There was no mention of the irritants that have crept into the relationship, resulting in Nepal also issuing a new map this summer to include areas “occupied by India” — Limpiyadhura, Lipu Lekh and Kalapani — within its territory. India’s contention is that 98 per cent of the boundary between the two countries is demarcated and also initialled by the respective surveyors-general. All that remains to be decided upon is Kalapani and Narsahi-Susta. The Limpiyadhura claim, according to India, has been raised by Nepal after 200 years and all evidence disputes Kathmandu’s contention.

Nepal has over the past year sought a meeting of the boundary mechanism several times but India’s official stance has been that this dialogue can be held once the two countries have dealt with the pandemic.
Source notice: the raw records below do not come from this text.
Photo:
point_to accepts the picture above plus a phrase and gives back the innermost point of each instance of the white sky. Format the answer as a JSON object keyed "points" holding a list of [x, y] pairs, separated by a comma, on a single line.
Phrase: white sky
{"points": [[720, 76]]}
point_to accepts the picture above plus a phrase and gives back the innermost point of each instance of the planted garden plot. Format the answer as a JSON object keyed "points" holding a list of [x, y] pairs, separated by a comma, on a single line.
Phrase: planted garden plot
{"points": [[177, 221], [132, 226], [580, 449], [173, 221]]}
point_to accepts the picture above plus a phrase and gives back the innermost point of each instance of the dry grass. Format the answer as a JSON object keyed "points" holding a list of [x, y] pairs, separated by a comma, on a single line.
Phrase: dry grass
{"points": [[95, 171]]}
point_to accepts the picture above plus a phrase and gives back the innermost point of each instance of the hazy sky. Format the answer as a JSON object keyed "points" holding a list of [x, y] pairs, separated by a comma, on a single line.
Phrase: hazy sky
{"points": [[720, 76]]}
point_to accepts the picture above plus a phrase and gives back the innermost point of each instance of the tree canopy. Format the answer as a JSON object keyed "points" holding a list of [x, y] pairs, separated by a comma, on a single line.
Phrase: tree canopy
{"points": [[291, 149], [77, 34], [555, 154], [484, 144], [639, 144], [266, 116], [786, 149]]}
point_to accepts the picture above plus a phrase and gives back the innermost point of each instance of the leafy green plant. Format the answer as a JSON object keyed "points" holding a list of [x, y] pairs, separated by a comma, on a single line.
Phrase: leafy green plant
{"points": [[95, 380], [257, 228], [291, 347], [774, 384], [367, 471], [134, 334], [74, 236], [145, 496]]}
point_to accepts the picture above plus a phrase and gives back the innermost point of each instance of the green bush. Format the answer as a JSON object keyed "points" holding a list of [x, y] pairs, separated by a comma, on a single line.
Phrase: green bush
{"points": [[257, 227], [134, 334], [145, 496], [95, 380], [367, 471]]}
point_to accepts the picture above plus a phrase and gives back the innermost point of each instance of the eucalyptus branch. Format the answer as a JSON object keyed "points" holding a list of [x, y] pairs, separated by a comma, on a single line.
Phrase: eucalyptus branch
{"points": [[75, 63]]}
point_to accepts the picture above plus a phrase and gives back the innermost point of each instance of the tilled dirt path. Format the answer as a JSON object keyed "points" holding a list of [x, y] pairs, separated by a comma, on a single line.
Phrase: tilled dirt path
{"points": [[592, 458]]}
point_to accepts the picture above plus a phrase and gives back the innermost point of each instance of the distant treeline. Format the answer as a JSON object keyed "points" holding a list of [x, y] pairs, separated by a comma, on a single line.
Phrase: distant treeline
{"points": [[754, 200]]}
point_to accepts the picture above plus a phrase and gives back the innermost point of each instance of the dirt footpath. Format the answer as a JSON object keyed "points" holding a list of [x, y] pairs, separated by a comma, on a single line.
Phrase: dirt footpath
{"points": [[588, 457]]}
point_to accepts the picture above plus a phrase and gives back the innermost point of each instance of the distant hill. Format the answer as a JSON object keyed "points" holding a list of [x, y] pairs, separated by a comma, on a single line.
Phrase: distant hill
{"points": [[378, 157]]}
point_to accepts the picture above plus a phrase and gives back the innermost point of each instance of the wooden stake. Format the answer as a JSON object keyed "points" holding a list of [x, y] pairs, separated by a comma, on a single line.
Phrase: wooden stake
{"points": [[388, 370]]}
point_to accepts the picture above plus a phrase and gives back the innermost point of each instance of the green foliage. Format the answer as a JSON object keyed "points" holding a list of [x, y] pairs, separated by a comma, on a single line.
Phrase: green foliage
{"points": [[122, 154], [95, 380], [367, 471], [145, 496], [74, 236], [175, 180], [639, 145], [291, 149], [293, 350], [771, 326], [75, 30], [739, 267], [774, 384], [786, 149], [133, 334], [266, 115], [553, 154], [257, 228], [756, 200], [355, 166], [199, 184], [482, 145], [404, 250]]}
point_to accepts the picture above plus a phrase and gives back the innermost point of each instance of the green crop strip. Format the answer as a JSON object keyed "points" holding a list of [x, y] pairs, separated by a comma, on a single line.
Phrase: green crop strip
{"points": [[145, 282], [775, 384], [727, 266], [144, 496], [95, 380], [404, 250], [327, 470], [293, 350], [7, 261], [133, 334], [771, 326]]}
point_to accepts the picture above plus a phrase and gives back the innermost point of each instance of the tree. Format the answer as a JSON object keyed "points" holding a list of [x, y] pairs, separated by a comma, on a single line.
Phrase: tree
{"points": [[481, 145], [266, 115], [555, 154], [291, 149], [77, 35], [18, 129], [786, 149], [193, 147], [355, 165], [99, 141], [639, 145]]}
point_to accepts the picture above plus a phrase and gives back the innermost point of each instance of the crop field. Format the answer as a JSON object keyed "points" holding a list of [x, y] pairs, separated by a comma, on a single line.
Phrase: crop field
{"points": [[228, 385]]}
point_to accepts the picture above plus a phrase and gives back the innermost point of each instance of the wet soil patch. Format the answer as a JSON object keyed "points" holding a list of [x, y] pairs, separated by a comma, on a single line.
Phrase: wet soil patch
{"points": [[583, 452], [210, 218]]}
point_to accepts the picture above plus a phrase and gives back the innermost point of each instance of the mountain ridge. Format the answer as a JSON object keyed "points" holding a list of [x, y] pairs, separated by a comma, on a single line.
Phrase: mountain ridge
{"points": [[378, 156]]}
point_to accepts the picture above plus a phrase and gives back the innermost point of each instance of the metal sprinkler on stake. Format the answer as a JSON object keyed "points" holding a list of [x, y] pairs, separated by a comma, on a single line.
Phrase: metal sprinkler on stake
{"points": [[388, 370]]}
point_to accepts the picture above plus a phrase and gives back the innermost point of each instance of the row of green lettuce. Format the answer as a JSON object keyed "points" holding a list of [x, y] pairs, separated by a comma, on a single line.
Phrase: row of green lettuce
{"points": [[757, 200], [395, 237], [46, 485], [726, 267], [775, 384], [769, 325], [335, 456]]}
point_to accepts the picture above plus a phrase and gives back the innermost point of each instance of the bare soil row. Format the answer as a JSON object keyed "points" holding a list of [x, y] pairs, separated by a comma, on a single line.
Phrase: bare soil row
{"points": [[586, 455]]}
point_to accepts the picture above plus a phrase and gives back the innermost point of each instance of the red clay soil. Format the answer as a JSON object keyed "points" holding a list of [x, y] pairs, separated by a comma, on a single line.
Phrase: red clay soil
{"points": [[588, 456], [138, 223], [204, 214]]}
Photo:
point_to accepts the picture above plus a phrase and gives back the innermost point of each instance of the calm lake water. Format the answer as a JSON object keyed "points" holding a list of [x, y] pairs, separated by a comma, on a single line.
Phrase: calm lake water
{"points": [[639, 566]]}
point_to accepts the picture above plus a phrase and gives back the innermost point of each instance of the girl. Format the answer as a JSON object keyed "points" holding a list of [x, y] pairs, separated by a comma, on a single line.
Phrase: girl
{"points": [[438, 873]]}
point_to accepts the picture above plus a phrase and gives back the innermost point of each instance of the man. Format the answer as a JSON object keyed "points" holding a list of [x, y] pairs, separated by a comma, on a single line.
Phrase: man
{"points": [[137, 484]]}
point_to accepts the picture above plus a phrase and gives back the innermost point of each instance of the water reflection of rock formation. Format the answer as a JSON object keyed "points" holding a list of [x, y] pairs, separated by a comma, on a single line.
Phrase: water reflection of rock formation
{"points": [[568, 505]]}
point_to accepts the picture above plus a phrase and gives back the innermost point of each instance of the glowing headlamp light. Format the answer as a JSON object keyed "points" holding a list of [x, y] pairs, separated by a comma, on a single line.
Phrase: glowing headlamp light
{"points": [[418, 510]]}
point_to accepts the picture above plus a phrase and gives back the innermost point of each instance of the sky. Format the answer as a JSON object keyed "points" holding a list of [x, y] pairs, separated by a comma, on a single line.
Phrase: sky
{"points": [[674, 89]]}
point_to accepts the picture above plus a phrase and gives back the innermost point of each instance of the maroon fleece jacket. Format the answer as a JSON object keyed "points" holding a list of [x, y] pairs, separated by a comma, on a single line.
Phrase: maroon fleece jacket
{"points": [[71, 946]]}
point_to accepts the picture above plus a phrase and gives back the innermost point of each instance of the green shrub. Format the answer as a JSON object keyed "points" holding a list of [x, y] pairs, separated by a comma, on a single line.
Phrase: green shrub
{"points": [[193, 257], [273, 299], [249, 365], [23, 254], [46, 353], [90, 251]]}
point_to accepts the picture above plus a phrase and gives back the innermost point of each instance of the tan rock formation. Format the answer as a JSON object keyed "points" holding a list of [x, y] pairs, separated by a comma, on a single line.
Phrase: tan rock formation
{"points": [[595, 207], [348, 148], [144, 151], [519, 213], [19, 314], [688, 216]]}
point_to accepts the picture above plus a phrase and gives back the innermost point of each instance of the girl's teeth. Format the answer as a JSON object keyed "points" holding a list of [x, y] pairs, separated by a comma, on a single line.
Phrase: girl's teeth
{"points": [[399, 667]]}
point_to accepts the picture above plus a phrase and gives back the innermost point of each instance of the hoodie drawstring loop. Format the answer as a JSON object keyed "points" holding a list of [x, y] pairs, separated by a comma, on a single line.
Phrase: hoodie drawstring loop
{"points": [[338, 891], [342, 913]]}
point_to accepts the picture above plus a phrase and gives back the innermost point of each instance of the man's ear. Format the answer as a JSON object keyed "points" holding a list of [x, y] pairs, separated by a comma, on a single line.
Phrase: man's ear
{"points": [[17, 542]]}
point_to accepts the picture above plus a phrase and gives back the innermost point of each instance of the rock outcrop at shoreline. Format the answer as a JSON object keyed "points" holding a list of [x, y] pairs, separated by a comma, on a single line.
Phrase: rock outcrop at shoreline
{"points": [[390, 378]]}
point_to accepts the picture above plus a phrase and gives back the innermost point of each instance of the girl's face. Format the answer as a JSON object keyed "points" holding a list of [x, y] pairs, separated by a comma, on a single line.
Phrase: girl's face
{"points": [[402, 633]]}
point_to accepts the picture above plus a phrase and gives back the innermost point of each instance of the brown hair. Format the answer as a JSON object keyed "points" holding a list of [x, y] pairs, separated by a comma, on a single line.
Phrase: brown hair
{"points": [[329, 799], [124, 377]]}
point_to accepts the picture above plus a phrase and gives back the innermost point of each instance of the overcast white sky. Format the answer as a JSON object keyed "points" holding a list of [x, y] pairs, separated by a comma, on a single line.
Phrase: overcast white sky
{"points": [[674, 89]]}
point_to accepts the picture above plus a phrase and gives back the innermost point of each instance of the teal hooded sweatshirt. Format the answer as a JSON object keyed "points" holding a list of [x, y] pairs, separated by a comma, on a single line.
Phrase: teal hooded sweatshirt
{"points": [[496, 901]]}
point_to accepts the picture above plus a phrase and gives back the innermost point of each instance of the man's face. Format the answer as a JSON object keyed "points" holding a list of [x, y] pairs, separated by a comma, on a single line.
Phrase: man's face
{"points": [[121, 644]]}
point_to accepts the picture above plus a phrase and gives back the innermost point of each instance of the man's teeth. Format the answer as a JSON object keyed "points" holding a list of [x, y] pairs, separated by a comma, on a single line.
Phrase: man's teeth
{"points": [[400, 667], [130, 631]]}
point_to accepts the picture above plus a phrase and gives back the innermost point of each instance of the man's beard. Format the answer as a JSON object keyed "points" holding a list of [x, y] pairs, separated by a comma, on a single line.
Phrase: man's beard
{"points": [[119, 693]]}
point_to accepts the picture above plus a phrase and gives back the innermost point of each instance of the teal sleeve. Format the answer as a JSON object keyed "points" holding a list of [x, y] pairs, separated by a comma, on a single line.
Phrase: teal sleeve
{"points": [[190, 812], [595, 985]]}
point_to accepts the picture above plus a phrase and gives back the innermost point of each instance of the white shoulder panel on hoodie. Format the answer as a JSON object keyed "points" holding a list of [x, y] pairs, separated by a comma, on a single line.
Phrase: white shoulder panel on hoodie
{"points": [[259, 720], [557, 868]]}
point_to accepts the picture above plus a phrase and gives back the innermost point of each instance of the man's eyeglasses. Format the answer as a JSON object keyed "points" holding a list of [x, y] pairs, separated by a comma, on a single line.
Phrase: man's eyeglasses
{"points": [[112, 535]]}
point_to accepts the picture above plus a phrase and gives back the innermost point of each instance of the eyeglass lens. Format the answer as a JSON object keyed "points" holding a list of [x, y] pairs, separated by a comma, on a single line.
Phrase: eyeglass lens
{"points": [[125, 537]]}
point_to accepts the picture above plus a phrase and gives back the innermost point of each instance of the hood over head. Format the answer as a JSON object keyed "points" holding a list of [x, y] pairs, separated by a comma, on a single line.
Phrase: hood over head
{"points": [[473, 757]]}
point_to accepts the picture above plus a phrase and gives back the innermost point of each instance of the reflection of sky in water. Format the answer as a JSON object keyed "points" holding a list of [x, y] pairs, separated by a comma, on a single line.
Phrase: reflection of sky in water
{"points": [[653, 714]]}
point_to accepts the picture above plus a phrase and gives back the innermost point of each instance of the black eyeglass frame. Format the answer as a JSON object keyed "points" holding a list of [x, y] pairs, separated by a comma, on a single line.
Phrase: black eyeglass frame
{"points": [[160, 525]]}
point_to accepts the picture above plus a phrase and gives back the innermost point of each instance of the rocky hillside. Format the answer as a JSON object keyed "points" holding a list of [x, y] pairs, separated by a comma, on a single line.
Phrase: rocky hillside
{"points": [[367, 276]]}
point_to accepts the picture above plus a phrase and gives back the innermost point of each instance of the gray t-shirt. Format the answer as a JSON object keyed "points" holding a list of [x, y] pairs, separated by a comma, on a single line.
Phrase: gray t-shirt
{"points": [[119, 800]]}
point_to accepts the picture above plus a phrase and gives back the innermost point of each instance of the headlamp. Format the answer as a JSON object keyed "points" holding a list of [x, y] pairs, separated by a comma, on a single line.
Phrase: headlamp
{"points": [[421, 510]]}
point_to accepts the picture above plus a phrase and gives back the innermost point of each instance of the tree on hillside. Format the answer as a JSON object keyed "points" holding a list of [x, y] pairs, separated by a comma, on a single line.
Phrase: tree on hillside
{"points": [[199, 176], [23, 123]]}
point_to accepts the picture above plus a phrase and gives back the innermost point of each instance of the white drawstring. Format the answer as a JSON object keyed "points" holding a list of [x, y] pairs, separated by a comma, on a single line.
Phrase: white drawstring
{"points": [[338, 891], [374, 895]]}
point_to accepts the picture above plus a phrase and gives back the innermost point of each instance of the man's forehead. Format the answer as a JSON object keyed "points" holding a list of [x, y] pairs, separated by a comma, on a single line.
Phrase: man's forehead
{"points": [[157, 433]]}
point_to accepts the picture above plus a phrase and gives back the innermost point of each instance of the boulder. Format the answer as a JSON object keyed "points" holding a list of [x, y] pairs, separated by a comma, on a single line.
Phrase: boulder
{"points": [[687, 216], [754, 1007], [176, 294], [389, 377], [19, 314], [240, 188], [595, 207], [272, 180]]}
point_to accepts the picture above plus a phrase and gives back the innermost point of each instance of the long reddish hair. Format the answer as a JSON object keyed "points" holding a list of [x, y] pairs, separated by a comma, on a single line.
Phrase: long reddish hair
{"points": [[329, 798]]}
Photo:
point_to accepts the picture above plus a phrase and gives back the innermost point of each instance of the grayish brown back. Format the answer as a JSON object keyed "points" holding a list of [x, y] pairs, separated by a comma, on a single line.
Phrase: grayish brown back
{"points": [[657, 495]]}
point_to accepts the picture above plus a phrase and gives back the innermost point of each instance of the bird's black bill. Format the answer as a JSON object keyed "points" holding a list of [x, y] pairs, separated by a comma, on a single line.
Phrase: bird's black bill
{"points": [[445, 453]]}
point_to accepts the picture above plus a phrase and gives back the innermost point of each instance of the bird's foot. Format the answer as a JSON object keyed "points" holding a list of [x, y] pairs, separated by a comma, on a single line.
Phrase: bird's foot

In June, as Nepalese Prime Minister K.P. Sharma Oli played the nationalist card to the hilt to tide over problems within his own party, sources here had claimed that India had offered foreign secretary-level talk to Nepal by phone, videoconference with delegations and also an exchange of visits before Kathmandu moved the constitutional amendment to change the country’s emblem to reflect the new map.

Nepal contested this claim and called it “white lies”. Through the summer months, Oli kept his guns trained on India, accusing India of trying to oust him and also claiming that Ram was a Nepali. In both instances, there was backtracking by Nepal with Oli’s party colleagues criticising him for jeopardising relations with India with such claims as the Indian embassy being used to hatch plots against him, and the foreign ministry clarifying that he was not trying to appropriate Lord Ram but calling for research on the “vast cultural geography the Ramayana represents”.

A truce of sorts has been in place since August 15 when the two Prime Ministers had a telephonic conversation and a concerted effort at pressing the reset button has been on over the past few weeks with army chief General M.M. Naravane visiting Nepal earlier this month.